Nous avons donc deux problèmes. Le premier est l’absence de bonnes politiques agricoles, notamment pour contrebalancer le pouvoir des multinationales. Le second est l’absence de politique de développement des zones rurales et le manque de services ruraux adéquats.


Le modèle de la seule économie de marché régit l’agriculture depuis trop d’années, et ce n’est pas un bon modèle à suivre. Pouvez-vous imaginer des pays comme la Chine ou l’Inde, où la majorité de la population est rurale, réduire leur population agricole à seulement 1 ou 2 pour cent en 20 ans, comme nous l’avons fait ? Cela aurait pour conséquence la naissance de mégapoles surpeuplées de proportions gigantesques où s’entassent des centaines de millions d’habitants, avec tous les problèmes qui en découlent. Consacrer quelques dollars au développement rural me semble un choix bien plus avisé.
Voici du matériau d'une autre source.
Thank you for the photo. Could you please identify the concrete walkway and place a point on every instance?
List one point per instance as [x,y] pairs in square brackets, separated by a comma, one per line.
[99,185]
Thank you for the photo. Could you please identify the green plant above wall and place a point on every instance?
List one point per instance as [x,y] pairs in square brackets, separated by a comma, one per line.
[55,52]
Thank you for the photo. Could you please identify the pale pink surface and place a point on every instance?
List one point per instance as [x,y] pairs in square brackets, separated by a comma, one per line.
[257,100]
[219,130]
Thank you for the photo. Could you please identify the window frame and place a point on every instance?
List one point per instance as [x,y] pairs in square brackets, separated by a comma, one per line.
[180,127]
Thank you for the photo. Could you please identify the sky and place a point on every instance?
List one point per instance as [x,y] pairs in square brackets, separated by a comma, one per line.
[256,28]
Pour conclure, le message que je souhaite vous transmettre est le suivant. La pression internationale sur les pouvoirs publics donne des résultats à condition de bien la coordonner. Nous avons un grand rôle à jouer. Ce sont les agriculteurs qui permettent de produire des produits alimentaires, des vêtements et des produits forestiers de qualité pour une population mondiale en expansion ; ils sont les gardiens de la plus grande partie des terres et des ressources en eau de la planète et garantissent la vitalité des communautés rurales. Dans un avenir proche, soit d’ici 2050, nous devons doubler la production alimentaire à partir des mêmes ressources sans pour autant nuire à l’environnement. Nous le ferons, comme nous l’avons toujours fait, mais nous devons récolter en retour le juste fruit de notre travail. Vous et moi savons que cela n’arrivera pas simplement parce que nous le méritons. Nous devrons mobiliser nos membres de la FIPA et exercer les moyens de pression dont nous disposons pour parvenir à un consensus international, en vue de mettre en place de nouveaux mécanismes réglementaires et de nouvelles règles internationales permettant de faire en sorte que les sociétés multinationales n’aient plus les moyens d’exploiter les familles d’agriculteurs. Nous devons également proposer aux pouvoirs publics un partage équitable des coûts afférents aux systèmes de traçabilité, une rémunération juste pour les services que les agriculteurs rendent en matière d’environnement, des programmes fiscaux et de protection sociale équitables pour les agriculteurs au moins aussi favorables que ceux applicables aux autres activités professionnelles dans les zones rurales et une prestation également équitable de services locaux.

 
Si l’agriculture n’obtient pas un marché équitable, elle perdra ses jeunes et par conséquent son avenir.


Je vous souhaite un excellent congrès.